Related to efficiency, Throughput indicates a rate of flow. In general, higher throughput means better flow. Better flow means higher efficiency.

Cycle Time

Cycle Time is the amount of time it takes a card to move from one state to another on the board. For many teams, they look specifically at the amount of time a card spends in the stages from when development starts to when it is ready for production.

Lower cycle times indicate the team is more responsive. Lower cycle times usually indicate the team is working in a focused manner with few items in progress at once and that the items are generally small in size.

Long cycle times indicate too much work in progress or that the work items themselves are too large.

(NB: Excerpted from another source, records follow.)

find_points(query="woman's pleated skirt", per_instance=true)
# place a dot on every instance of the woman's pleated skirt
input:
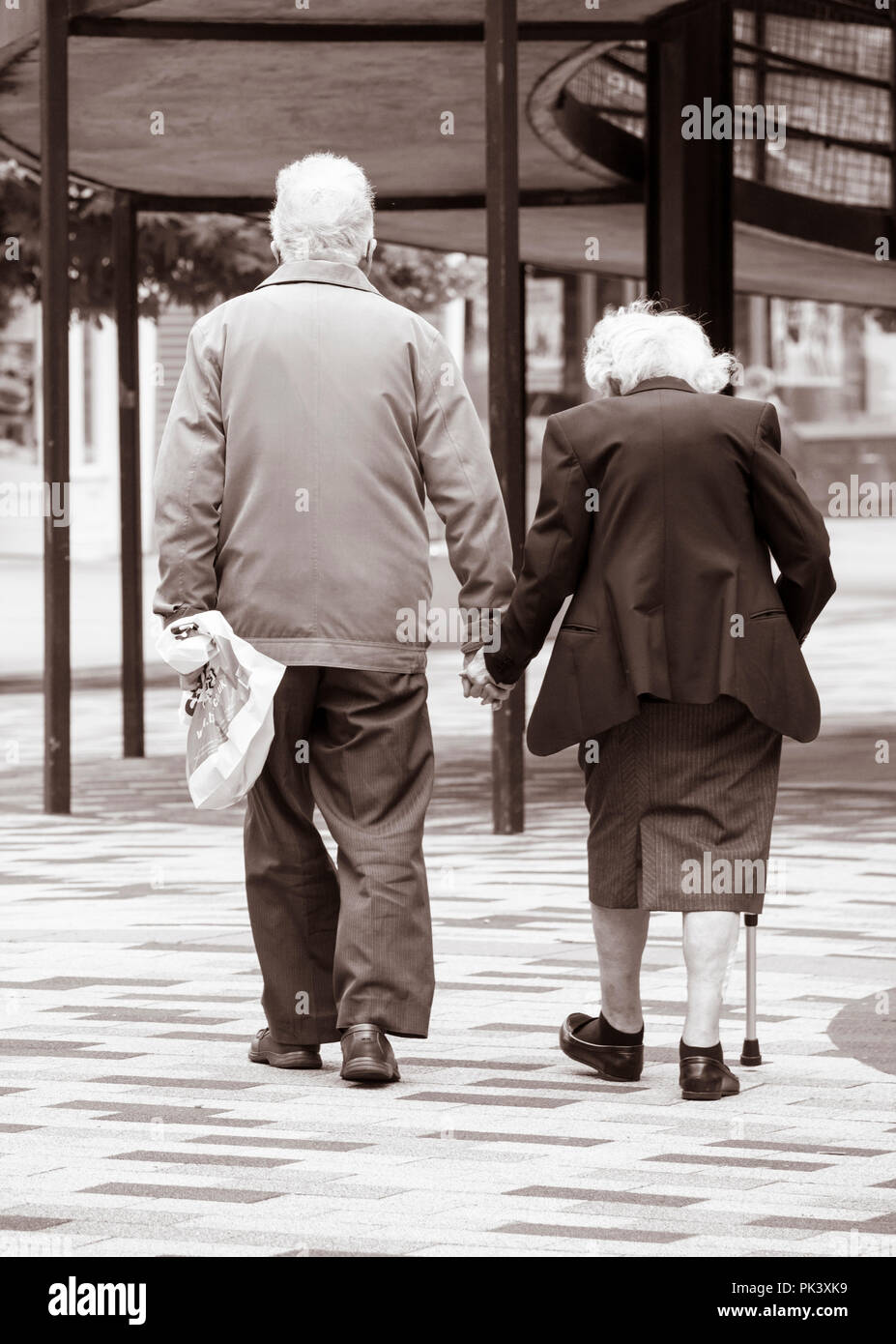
(681, 802)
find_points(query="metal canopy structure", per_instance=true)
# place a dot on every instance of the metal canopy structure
(562, 131)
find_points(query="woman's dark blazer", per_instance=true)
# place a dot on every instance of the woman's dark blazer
(657, 512)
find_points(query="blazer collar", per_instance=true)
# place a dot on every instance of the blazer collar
(651, 385)
(320, 273)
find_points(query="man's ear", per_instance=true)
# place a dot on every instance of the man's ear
(367, 259)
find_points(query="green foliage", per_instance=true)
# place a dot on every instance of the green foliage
(192, 259)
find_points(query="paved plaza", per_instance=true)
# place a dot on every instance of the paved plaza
(133, 1124)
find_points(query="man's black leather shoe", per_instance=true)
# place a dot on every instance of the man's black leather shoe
(367, 1055)
(614, 1064)
(707, 1079)
(265, 1050)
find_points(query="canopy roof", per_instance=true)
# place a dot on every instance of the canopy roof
(234, 112)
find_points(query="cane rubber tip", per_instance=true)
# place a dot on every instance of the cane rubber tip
(750, 1055)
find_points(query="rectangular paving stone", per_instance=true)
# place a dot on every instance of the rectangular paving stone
(552, 1085)
(199, 1084)
(141, 1113)
(593, 1234)
(326, 1145)
(605, 1196)
(203, 1158)
(544, 1102)
(82, 982)
(486, 1137)
(472, 1064)
(109, 1013)
(708, 1158)
(821, 1150)
(809, 1224)
(204, 1035)
(24, 1223)
(210, 1194)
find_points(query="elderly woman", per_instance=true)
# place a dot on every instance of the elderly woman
(678, 665)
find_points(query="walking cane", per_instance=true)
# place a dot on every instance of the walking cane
(750, 1054)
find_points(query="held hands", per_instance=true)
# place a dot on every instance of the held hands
(479, 685)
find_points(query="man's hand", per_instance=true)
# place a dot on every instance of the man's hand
(479, 685)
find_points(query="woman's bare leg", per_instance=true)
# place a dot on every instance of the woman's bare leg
(621, 936)
(709, 938)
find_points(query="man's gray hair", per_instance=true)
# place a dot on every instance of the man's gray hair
(324, 206)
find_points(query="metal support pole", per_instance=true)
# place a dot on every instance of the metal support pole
(54, 314)
(124, 259)
(689, 189)
(506, 355)
(750, 1054)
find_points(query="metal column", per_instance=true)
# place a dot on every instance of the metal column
(506, 355)
(54, 312)
(689, 196)
(124, 258)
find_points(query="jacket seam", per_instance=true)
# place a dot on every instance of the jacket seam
(193, 468)
(445, 424)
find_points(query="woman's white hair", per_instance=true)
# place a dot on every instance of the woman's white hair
(324, 204)
(645, 340)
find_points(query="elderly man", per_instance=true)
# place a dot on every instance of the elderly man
(312, 420)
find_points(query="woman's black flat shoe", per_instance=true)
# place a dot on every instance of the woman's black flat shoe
(707, 1079)
(614, 1064)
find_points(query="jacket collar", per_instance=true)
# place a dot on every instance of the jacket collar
(651, 385)
(320, 273)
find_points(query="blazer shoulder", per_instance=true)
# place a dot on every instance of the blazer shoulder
(581, 421)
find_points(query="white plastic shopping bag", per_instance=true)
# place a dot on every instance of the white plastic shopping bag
(230, 713)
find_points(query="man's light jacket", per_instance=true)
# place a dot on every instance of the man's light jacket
(310, 421)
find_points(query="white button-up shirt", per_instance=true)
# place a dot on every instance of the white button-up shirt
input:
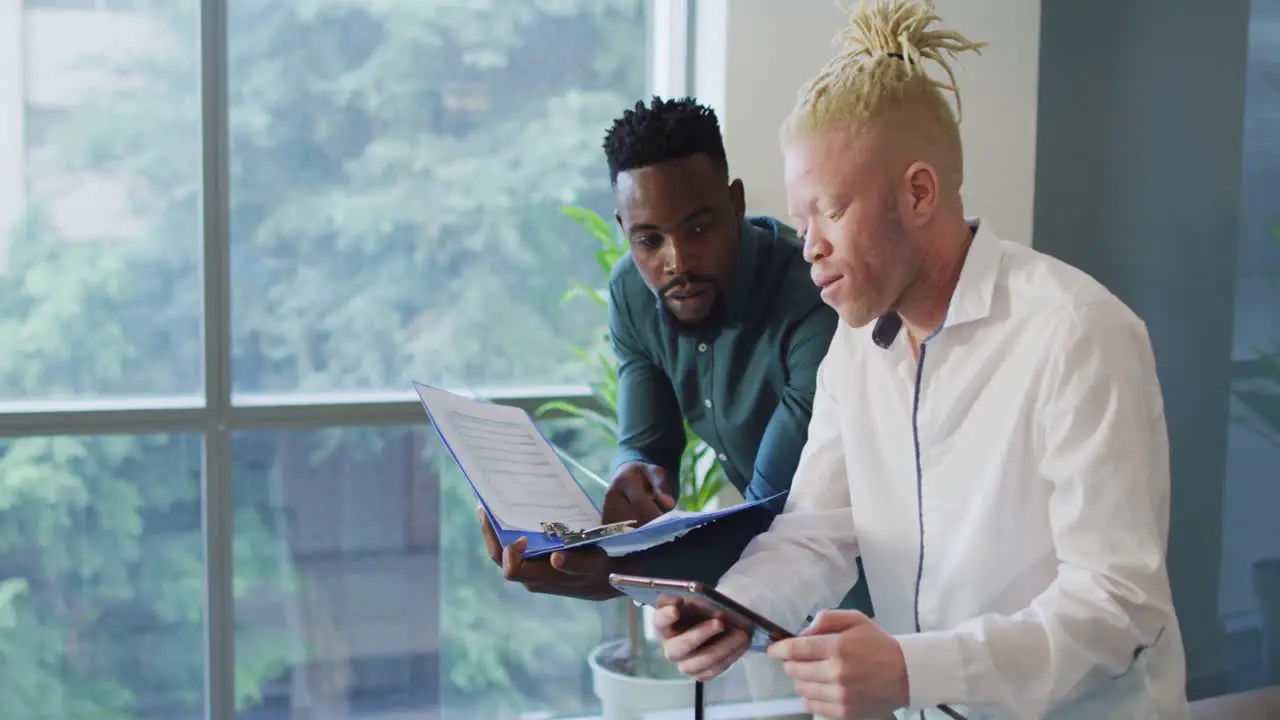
(1009, 496)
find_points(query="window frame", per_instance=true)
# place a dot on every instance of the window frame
(219, 411)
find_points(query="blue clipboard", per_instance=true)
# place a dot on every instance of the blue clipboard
(554, 534)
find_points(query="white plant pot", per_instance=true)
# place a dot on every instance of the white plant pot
(626, 697)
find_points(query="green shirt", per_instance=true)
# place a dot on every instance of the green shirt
(746, 388)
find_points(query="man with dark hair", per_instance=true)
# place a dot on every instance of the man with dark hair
(713, 319)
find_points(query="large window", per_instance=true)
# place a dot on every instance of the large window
(232, 232)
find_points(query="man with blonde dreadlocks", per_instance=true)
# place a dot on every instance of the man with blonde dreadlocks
(987, 433)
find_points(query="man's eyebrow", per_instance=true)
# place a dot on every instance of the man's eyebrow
(694, 215)
(698, 213)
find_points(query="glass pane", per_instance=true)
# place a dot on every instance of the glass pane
(384, 604)
(100, 186)
(398, 174)
(101, 578)
(1249, 583)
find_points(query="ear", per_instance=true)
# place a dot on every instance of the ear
(737, 195)
(923, 192)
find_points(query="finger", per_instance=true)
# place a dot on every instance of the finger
(830, 621)
(585, 561)
(821, 692)
(686, 643)
(645, 510)
(819, 709)
(490, 538)
(818, 671)
(716, 656)
(512, 560)
(664, 620)
(658, 483)
(804, 648)
(643, 499)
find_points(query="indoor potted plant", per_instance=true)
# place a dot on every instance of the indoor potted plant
(1256, 384)
(630, 675)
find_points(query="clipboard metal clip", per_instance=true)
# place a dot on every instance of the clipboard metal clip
(574, 537)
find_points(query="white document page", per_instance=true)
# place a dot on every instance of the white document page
(513, 469)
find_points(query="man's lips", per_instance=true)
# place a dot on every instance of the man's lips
(826, 281)
(688, 294)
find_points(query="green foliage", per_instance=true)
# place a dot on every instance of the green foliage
(700, 474)
(396, 173)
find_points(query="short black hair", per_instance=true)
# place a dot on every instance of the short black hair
(664, 130)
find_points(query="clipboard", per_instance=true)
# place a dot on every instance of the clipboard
(571, 519)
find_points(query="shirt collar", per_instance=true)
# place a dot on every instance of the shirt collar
(972, 297)
(741, 288)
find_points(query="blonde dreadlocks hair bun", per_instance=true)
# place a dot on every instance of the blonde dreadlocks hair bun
(880, 71)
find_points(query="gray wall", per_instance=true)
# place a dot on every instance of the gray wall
(1139, 145)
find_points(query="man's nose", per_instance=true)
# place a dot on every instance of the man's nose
(816, 246)
(679, 259)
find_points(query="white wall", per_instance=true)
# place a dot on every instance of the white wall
(754, 54)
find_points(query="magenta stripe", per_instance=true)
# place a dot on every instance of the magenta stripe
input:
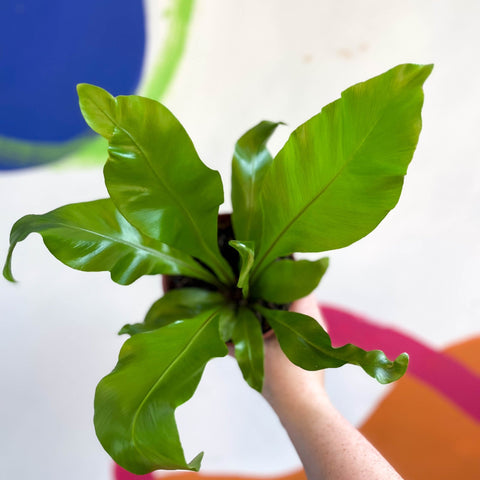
(440, 371)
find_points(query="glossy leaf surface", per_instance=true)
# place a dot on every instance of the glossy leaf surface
(227, 318)
(98, 108)
(155, 177)
(94, 236)
(156, 372)
(342, 171)
(248, 341)
(247, 256)
(308, 345)
(250, 162)
(178, 304)
(286, 280)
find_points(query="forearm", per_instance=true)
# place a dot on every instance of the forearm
(329, 447)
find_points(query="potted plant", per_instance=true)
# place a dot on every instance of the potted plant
(331, 184)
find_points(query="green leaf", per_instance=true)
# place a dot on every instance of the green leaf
(308, 345)
(178, 304)
(248, 341)
(246, 251)
(93, 236)
(250, 162)
(98, 109)
(287, 280)
(156, 372)
(158, 182)
(342, 171)
(227, 320)
(154, 174)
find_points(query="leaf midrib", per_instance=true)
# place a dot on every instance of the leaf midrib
(322, 191)
(200, 238)
(308, 342)
(165, 372)
(133, 246)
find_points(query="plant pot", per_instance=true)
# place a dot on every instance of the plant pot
(225, 234)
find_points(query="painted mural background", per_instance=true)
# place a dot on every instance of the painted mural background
(221, 66)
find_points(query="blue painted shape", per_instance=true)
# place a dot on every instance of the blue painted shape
(47, 47)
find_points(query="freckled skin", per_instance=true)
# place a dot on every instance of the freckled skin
(329, 447)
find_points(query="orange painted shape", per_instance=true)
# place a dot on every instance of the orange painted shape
(298, 475)
(424, 435)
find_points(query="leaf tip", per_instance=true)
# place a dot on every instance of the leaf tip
(195, 464)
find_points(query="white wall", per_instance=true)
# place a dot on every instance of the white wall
(248, 61)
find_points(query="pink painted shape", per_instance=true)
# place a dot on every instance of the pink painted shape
(448, 376)
(122, 474)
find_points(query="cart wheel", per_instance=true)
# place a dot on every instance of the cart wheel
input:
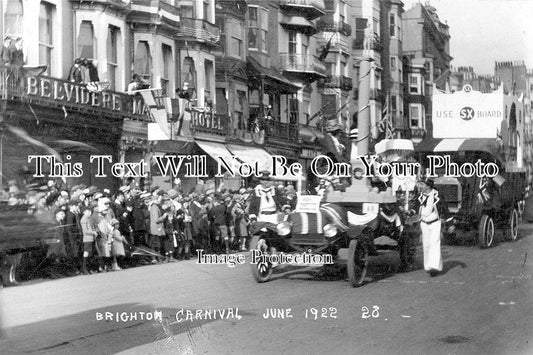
(262, 270)
(357, 263)
(486, 231)
(8, 276)
(512, 228)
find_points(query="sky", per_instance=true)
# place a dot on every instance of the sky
(485, 31)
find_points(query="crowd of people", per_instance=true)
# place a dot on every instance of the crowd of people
(99, 230)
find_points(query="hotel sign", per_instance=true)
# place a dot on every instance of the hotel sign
(76, 95)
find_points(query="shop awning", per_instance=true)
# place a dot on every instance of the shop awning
(218, 151)
(251, 155)
(309, 134)
(435, 145)
(394, 146)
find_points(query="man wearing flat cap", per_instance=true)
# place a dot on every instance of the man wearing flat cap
(157, 217)
(430, 225)
(264, 202)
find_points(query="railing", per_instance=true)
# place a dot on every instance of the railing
(314, 8)
(338, 81)
(53, 92)
(377, 94)
(302, 63)
(160, 11)
(281, 131)
(198, 30)
(208, 122)
(328, 24)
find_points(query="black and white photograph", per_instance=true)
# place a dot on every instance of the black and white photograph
(266, 177)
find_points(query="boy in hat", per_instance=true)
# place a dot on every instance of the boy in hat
(89, 236)
(157, 230)
(117, 246)
(430, 224)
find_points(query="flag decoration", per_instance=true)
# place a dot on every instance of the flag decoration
(385, 124)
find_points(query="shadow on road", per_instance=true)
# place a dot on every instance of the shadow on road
(82, 332)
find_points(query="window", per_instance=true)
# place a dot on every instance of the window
(166, 51)
(239, 108)
(208, 82)
(258, 29)
(206, 10)
(414, 84)
(86, 40)
(236, 40)
(392, 25)
(45, 36)
(143, 60)
(13, 18)
(112, 61)
(187, 11)
(416, 115)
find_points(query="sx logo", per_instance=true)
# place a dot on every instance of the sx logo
(466, 113)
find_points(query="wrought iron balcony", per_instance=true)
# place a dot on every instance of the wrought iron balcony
(311, 9)
(198, 31)
(275, 130)
(154, 12)
(204, 121)
(373, 44)
(337, 81)
(302, 63)
(78, 97)
(327, 23)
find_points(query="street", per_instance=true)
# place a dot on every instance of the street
(481, 304)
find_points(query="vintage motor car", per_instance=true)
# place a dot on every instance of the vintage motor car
(331, 231)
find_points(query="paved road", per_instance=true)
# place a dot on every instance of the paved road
(482, 304)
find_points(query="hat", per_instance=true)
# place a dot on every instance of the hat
(172, 193)
(146, 195)
(429, 182)
(91, 190)
(334, 125)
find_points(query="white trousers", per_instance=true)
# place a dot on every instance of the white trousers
(431, 245)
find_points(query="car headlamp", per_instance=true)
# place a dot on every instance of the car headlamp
(283, 228)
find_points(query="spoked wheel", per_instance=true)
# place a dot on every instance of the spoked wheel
(263, 269)
(486, 231)
(512, 227)
(357, 263)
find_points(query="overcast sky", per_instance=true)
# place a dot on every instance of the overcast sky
(485, 31)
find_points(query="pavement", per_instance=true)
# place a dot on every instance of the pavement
(481, 304)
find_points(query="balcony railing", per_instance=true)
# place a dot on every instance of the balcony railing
(373, 44)
(146, 11)
(304, 63)
(59, 93)
(199, 31)
(327, 23)
(338, 81)
(208, 122)
(275, 130)
(311, 9)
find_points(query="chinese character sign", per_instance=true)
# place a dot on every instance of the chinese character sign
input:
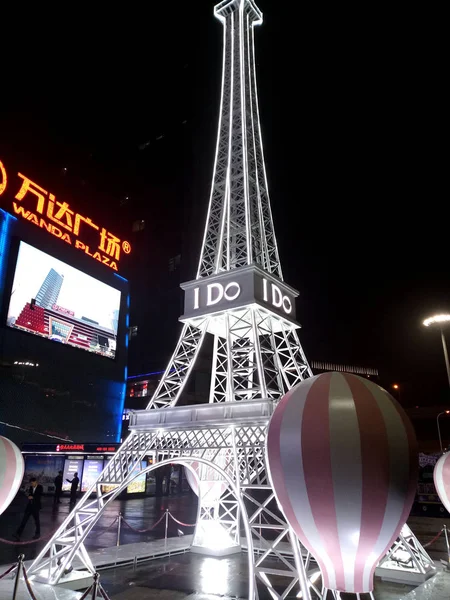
(39, 206)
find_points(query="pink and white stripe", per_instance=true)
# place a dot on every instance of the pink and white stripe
(342, 457)
(442, 479)
(11, 472)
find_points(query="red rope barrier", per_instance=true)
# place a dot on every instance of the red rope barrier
(8, 571)
(180, 522)
(104, 594)
(85, 595)
(11, 543)
(144, 530)
(27, 583)
(433, 540)
(109, 527)
(47, 536)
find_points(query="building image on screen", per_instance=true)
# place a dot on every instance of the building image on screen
(51, 299)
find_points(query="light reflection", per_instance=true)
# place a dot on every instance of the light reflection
(214, 574)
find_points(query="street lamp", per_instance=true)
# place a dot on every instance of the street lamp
(445, 412)
(396, 387)
(439, 319)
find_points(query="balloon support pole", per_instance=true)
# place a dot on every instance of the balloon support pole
(336, 595)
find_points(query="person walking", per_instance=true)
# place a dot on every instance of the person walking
(73, 488)
(32, 510)
(58, 488)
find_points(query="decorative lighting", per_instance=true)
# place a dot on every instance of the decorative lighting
(214, 536)
(436, 319)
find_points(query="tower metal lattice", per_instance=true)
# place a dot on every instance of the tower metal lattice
(239, 297)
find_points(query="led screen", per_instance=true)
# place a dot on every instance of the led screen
(92, 471)
(51, 299)
(72, 466)
(138, 484)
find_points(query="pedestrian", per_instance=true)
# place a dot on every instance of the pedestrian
(58, 488)
(73, 488)
(32, 510)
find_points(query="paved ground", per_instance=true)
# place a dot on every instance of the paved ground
(141, 513)
(183, 577)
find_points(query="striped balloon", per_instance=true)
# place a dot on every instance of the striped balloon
(343, 461)
(11, 472)
(442, 479)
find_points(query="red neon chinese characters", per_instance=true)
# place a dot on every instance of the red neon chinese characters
(63, 211)
(112, 244)
(46, 212)
(78, 219)
(4, 179)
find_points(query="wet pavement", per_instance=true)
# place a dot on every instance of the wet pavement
(181, 577)
(140, 513)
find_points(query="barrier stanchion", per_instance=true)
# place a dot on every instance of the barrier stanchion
(28, 584)
(448, 546)
(167, 528)
(18, 572)
(95, 586)
(8, 571)
(119, 529)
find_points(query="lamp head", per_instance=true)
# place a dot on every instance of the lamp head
(436, 319)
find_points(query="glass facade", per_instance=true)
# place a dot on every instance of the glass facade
(48, 293)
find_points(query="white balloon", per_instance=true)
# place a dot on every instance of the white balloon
(12, 467)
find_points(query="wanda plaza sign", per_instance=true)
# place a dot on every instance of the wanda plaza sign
(40, 207)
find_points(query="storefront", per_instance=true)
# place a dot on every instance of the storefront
(44, 461)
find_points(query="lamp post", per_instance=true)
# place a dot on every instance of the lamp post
(439, 319)
(445, 412)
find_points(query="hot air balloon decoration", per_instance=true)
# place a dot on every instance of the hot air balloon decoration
(11, 472)
(441, 476)
(343, 461)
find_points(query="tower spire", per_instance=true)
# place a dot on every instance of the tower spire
(239, 227)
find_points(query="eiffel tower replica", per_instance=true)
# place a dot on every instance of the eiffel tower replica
(240, 298)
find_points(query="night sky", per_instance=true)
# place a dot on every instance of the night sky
(352, 116)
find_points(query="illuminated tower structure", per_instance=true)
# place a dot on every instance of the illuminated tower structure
(48, 293)
(240, 298)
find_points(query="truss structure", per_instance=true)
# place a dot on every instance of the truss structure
(406, 559)
(257, 358)
(229, 439)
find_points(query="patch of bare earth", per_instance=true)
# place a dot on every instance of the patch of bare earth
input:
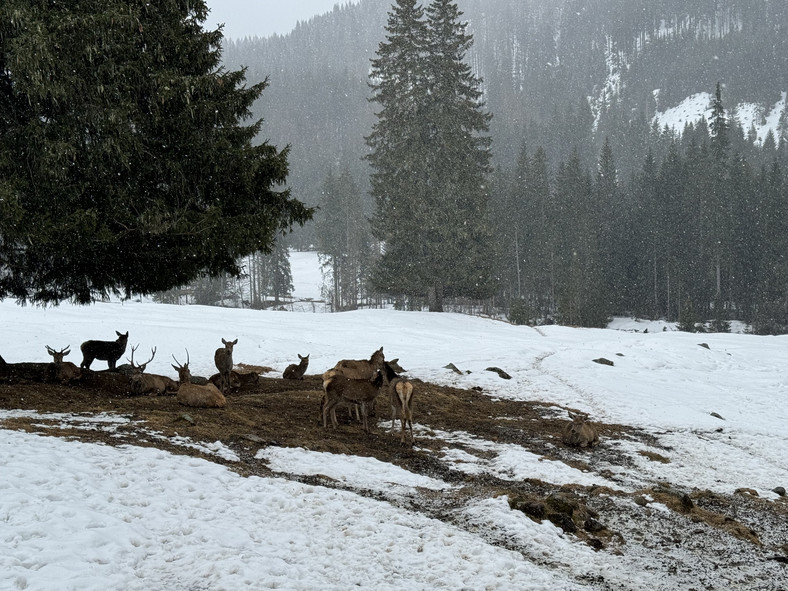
(692, 538)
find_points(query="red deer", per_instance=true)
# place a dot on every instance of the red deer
(401, 399)
(354, 391)
(189, 394)
(63, 371)
(361, 369)
(580, 433)
(143, 383)
(296, 371)
(109, 351)
(223, 358)
(234, 381)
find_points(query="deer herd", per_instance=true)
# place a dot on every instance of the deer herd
(355, 384)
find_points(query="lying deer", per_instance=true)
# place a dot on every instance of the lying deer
(63, 371)
(143, 383)
(189, 394)
(580, 433)
(296, 371)
(354, 391)
(400, 397)
(109, 351)
(223, 358)
(357, 369)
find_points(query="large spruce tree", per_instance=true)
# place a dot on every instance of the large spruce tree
(430, 158)
(124, 164)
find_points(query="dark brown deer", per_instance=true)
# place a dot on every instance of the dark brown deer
(189, 394)
(109, 351)
(296, 371)
(143, 383)
(353, 391)
(223, 358)
(401, 398)
(357, 369)
(63, 371)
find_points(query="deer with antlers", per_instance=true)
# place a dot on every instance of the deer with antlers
(189, 394)
(62, 371)
(143, 383)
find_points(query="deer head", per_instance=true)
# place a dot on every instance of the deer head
(57, 356)
(139, 368)
(184, 374)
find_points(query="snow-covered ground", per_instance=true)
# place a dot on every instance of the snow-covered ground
(84, 516)
(748, 115)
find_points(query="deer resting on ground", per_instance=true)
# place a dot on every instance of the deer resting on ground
(143, 383)
(109, 351)
(63, 371)
(202, 396)
(354, 391)
(580, 433)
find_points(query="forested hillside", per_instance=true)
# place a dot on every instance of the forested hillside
(574, 86)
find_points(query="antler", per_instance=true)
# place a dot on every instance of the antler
(58, 355)
(63, 351)
(141, 365)
(187, 359)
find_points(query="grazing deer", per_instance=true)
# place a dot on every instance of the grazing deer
(109, 351)
(400, 397)
(143, 383)
(357, 369)
(580, 433)
(296, 371)
(189, 394)
(354, 391)
(223, 358)
(63, 371)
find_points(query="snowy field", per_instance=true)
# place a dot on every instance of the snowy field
(92, 517)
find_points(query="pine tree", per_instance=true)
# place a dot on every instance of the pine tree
(343, 239)
(124, 164)
(430, 158)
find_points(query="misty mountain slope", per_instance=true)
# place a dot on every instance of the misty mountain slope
(558, 73)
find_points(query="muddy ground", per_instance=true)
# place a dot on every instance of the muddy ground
(736, 541)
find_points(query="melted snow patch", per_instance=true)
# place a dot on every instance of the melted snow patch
(358, 472)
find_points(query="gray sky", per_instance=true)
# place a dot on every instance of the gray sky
(243, 18)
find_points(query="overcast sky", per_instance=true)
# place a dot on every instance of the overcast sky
(244, 18)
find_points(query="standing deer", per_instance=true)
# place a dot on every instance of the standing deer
(360, 369)
(223, 358)
(354, 391)
(63, 371)
(189, 394)
(109, 351)
(143, 383)
(400, 397)
(580, 433)
(296, 372)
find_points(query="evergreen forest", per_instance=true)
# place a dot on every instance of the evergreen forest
(591, 206)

Related to efficiency, cycle time helps us further evaluate the flow of work through the team. It helps us to see if WIP is too high or batch sizes are too large. Shorter cycle times indicate higher efficiency.

Deployment Frequency

Throughput is often measured when a card is ready to be deployed. Cycle Time often does not include deployment. As a result, a team can look quite efficient and still release software infrequently. An automotive dealer wouldn’t consider a car manufacturer efficient if they reported production of 10,000 cars/week at a cycle time of 1 day/car if they delivered 140,000 convertibles all at once 8 weeks into the summer season.

Deployment Frequency for high performing teams is multiple times per day. Highly efficient teams push to production more than once per day.

Mean Time to Recovery

So far, we’ve talked about how efficient the team is at delivering features. That’s great, but what about recovering from issues? If we want to move fast, we need to be able to respond fast and recover fast. Mean Time to Recovery is the average time it takes to remediate a production issue once found. For many team I work with, there is no list of defects, there is no classification of bugs as low, medium, or high. There are two states - broken (known defect present) and working (no known defects present). When production is broken , we stop everything else and get it working. In fact, we build mechanisms in to ensure we can get back to working as fast as possible. Blue:Green deploys, feature toggles, and rolling deployments are a few different techniques we use. The idea is to be able to recover in an instant. Once we have production back in the working state, we set about correcting the defect and moving the code back into production as soon as possible.

From an efficiency perspective, it is paramount that you are efficient at recovery.